A spacer is not a functioning joint replacement. Even articulating spacers provide limited function compared to a real implant. The goal during this period is infection clearance, not full mobility. Most patients experience a significant improvement in quality of life once the second surgery is complete and the new permanent implant is in place.
Success Rates
Two-stage revision with an antibiotic spacer clears the infection in the large majority of cases. Multiple studies report infection control rates as high as 95 percent. Even in more complex situations involving patients who have had multiple prior surgeries, success rates around 87 to 88 percent have been reported. These are strong numbers for what is often a difficult clinical problem, since periprosthetic infections involve bacteria embedded in biofilms on implant surfaces and in surrounding bone.
Risks and Complications
Spacers are effective, but the overall treatment process carries real risks. One study of 82 hip spacer cases found a 58.5 percent overall complication rate across both stages, which reflects the complexity of treating deep joint infections rather than problems with the spacer concept itself.
Mechanical complications during the spacer period include spacer dislocation (17 percent in that study), spacer fracture (about 10 percent), and fracture of the surrounding bone (nearly 14 percent). These are more common in the hip than the knee, partly because of the forces involved in bearing any weight through a temporary device.
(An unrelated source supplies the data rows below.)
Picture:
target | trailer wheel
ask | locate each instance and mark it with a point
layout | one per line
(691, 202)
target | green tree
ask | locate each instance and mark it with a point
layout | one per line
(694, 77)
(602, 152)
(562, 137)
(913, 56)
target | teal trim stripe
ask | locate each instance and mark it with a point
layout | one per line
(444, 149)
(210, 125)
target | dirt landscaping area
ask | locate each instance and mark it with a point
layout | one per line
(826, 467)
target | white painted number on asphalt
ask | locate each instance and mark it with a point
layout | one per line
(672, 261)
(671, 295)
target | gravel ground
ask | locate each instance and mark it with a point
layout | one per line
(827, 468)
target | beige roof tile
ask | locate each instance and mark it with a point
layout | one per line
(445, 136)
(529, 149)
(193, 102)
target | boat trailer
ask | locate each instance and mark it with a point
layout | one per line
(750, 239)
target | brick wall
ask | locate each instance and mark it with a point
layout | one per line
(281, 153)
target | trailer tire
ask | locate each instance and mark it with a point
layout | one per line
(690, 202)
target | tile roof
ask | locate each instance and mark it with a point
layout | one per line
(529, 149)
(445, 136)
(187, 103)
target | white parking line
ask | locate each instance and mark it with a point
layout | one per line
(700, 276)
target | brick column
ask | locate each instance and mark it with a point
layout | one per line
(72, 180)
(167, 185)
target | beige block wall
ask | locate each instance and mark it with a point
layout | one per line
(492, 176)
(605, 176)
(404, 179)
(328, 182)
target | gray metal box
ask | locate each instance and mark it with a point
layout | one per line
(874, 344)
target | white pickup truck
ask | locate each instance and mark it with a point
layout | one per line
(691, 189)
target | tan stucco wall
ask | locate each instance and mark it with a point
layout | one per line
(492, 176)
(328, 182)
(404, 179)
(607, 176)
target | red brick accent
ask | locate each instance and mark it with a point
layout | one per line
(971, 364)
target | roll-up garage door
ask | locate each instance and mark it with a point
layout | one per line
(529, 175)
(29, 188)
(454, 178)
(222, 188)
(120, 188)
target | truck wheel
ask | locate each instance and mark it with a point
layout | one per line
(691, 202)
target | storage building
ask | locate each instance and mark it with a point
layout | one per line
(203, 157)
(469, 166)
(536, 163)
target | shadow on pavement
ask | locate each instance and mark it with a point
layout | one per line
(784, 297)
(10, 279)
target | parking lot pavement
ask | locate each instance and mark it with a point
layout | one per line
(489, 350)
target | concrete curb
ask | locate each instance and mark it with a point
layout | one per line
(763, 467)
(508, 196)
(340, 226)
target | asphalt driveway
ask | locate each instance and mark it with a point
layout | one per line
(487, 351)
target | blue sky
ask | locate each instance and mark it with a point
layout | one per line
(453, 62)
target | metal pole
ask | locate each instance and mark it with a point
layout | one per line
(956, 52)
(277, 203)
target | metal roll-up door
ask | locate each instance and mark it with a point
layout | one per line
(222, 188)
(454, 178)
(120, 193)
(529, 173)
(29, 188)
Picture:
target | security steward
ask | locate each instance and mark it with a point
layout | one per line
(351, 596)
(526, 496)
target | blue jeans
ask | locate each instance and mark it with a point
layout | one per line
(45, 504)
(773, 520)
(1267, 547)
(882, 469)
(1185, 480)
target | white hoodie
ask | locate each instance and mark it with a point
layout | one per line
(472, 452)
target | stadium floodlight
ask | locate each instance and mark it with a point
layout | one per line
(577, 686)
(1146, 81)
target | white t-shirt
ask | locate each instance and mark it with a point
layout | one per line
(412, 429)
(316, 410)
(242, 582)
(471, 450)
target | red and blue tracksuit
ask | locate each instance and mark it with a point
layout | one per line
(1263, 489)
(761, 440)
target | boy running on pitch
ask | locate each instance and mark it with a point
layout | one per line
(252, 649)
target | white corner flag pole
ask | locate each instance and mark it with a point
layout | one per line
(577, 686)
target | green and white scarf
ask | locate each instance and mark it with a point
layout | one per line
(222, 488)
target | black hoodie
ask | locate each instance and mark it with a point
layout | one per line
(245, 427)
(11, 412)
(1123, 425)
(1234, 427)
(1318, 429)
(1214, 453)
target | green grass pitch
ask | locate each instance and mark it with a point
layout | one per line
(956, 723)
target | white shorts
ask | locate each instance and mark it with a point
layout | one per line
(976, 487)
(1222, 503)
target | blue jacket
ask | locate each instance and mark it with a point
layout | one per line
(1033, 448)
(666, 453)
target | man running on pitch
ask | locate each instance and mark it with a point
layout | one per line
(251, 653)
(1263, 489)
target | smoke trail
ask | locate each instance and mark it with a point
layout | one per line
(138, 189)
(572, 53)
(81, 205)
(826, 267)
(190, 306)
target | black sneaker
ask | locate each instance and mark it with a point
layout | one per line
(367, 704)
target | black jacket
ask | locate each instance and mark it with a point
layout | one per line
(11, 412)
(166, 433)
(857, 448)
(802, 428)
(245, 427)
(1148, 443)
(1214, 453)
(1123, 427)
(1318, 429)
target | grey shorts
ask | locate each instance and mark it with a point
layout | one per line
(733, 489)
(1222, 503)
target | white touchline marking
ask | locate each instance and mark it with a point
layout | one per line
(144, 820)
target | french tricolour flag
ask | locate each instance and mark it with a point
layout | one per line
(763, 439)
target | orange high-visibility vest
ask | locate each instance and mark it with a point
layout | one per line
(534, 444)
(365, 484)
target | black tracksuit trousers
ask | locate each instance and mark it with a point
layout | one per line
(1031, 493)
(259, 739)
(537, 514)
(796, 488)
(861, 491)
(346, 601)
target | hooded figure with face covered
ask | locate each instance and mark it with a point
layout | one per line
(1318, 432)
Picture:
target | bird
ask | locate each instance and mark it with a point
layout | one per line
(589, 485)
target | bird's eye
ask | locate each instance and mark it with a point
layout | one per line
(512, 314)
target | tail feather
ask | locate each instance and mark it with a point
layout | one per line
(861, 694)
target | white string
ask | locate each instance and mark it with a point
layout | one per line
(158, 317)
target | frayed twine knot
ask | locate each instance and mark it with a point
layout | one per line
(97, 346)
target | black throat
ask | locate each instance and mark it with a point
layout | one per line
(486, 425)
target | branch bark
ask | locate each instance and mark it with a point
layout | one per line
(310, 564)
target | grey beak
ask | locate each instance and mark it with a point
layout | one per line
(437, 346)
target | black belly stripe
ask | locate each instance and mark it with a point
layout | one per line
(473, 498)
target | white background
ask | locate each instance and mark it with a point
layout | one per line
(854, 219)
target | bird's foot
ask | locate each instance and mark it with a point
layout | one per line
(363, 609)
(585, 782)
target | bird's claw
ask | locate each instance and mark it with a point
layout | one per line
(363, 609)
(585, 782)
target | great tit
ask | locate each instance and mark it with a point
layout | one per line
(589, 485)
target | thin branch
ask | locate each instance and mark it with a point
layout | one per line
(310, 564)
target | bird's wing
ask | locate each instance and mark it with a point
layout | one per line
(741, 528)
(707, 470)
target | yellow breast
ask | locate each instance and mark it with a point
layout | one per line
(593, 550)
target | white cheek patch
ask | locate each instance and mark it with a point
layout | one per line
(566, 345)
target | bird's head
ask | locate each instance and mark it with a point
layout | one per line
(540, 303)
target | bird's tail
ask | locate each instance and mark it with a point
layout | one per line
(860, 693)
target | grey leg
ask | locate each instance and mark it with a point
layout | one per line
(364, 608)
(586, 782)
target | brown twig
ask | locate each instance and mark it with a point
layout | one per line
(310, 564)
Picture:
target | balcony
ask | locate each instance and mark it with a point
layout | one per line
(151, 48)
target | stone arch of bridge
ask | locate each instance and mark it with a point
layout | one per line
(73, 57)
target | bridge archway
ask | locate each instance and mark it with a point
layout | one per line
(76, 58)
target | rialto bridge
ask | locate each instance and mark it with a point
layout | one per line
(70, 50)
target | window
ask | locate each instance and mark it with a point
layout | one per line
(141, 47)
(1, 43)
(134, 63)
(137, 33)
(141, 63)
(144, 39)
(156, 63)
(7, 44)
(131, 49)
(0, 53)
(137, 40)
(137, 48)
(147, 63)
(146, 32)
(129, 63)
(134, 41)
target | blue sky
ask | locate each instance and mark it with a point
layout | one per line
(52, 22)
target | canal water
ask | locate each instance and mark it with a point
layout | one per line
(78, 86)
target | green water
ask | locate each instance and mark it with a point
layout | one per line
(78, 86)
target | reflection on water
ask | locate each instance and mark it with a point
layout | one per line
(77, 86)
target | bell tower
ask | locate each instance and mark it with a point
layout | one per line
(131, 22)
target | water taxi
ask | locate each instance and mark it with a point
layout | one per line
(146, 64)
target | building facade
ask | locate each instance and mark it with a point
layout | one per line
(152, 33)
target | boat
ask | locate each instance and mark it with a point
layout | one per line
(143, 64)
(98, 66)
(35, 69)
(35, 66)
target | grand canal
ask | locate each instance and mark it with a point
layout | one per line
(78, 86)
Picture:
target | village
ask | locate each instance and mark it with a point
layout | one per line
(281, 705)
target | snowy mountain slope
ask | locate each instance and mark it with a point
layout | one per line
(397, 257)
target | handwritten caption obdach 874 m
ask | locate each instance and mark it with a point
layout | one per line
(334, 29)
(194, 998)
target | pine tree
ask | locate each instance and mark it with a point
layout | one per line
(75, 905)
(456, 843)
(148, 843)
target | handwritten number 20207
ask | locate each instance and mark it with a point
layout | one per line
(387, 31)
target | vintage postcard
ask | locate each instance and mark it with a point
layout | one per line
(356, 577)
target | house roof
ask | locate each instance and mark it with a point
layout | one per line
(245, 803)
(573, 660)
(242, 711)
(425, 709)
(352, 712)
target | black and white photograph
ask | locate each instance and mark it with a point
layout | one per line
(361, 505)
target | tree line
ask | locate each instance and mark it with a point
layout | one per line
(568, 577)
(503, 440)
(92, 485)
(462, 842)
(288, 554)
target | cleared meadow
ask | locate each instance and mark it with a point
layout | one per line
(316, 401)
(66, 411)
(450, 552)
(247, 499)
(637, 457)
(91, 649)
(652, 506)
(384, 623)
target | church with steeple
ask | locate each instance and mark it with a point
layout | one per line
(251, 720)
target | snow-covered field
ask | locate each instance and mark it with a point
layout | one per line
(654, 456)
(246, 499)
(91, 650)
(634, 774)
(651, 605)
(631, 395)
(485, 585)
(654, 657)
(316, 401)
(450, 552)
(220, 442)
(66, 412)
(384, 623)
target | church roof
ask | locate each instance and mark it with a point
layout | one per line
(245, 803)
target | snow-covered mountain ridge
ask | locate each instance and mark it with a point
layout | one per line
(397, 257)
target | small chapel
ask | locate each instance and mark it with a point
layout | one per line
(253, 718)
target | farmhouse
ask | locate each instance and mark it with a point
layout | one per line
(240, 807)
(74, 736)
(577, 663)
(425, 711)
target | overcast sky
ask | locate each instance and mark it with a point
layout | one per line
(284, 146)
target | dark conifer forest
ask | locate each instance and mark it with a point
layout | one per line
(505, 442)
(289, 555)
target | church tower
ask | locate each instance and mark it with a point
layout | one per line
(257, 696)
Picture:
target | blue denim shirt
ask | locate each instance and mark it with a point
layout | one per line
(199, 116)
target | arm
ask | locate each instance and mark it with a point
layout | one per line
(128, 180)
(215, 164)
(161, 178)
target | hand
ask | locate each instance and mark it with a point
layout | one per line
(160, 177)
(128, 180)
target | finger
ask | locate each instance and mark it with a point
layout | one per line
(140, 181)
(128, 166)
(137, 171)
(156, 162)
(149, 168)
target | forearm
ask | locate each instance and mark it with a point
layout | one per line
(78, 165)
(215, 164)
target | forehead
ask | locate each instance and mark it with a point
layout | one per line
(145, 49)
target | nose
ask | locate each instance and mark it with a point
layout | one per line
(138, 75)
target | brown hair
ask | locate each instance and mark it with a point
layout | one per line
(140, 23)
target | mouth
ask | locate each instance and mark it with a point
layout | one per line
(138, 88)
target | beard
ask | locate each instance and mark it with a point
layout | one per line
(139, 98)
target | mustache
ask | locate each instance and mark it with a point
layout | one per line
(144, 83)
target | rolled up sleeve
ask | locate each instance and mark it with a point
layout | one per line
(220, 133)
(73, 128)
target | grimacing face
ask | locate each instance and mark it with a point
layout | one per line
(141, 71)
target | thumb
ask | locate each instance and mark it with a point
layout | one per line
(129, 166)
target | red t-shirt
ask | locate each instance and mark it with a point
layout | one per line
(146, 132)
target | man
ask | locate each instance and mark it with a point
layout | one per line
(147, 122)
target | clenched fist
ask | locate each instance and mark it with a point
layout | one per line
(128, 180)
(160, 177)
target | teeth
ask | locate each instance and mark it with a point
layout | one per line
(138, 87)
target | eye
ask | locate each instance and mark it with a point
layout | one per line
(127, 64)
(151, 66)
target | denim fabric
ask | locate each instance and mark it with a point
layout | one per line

Because the spacer releases antibiotics that are also absorbed into the bloodstream, kidney problems are a known concern. Acute kidney failure occurred in about 6 percent of cases in one series, with most cases manageable through conservative treatment, though a small number of patients required temporary dialysis. This risk is higher in older patients and those with pre-existing kidney issues. Your surgical team will monitor kidney function with regular blood tests during the spacer period.
After the second surgery, dislocation of the new permanent implant is also a notable risk, reported at 23 percent in one study. This is higher than the dislocation rate after a first-time joint replacement, because the surrounding muscles and soft tissues have been through two major surgeries and an extended period of limited use.